The first comet of the year was discovered in Hungary by astronomer Krisztián Sárneczky on January 2nd at the Piszkéstető Observatory in the Mátra Mountains. The last time a comet was discovered in Hungary (in the given year for the first time) was 36 years ago.
This article was originally written by our sister-site, Ungarn Heute.
The discovery of the comet now known as C/2022 A1 (Sárneczky), is fortunate because it is moving very fast and orbits the sun in the opposite direction to Earth. The celestial object was discovered by Krisztián Sárneczky on the night of January 1-2 with the 60-cm Schmidt telescope of the Piszkéstető Observatory.
The astronomer was investigating a previously unseen nebulous spot in the constellation “Lynx” and took three photos with an exposure time of 104 seconds each. The astronomer wrote on his social media page that he had already noticed a small planet with a diameter of 30-40 meters near Earth in the third triple image.
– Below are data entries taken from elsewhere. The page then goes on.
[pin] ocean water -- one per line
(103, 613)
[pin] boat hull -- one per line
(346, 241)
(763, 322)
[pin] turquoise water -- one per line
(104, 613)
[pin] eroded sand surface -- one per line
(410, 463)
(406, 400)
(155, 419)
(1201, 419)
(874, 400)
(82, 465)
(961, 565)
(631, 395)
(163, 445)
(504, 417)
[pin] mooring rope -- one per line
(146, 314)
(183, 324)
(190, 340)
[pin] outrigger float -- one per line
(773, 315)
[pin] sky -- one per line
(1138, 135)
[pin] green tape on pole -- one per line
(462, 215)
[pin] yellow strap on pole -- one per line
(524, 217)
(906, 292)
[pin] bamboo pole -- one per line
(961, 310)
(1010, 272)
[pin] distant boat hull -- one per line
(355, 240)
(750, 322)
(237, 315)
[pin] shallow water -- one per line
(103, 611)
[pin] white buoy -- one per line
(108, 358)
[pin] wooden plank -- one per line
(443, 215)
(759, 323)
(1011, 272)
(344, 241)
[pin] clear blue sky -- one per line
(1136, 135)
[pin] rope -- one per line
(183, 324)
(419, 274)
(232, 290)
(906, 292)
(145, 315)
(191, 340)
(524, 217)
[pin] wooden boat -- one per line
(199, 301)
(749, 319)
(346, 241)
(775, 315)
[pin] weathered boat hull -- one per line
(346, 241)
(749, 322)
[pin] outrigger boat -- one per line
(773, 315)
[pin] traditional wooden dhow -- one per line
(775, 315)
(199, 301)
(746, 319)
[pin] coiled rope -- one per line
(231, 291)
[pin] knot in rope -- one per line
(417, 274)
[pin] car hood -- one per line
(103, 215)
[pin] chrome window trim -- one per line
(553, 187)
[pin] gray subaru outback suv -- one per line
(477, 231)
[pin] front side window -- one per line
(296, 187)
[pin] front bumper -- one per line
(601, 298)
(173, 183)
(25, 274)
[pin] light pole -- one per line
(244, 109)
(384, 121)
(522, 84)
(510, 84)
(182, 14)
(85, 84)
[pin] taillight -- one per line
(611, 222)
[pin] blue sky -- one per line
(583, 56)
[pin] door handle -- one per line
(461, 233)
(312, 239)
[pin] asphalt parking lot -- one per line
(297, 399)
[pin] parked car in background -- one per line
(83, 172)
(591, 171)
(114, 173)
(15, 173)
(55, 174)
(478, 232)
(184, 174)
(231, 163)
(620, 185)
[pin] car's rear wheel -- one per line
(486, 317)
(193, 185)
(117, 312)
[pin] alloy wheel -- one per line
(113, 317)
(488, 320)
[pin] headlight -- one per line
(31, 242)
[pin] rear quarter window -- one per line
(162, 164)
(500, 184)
This became the celestial body with the sign 2022 AC, which passed Earth 1.1 million kilometers away on December 28th and already moved away at the time of its discovery.
According to the researcher’s report, around half past three in the morning he also noticed a small planet with a diameter of 70 meters, which Polish astronomers had also later sighted. From these images and other measurements, he realized that he had discovered a previously unknown, extremely small comet.
I have been coming to Piszkéstető for 24 years, where I have been observing the sky every clear night for a year. Basically, I am looking for near-Earth celestial bodies and minor planets, but it doesn’t bother me at all that I found something completely different,”
the Hungarian astronomer told RTL News afterward. Since the discovery, other astronomers have already taken images of the object, confirming the discovery.
The astronomer then reported his discovery to the Minor Planet Center (MPC). This is the requirement namely that the comet be named after its discoverer. Since then, the MPC employee has posted it on the page that lists possible comets.
At the time of discovery, the comet was only 60 million kilometers from Earth, whereas an average comet is usually 750 million kilometers or even farther away when it is discovered. The comet came closest to Earth at about 9:20 p.m. Saturday night when it was estimated to have passed 47.6 million kilometers away.
Today, the comet is thought to have made only a short-lived visit to the solar system and may not return to our planet for thousands of years,”
Krisztián Sárneczky is the third Hungarian astronomer after György Kulin (1942) and Miklós Lovas (five discoveries between 1942 and 1986) after whom a comet was named.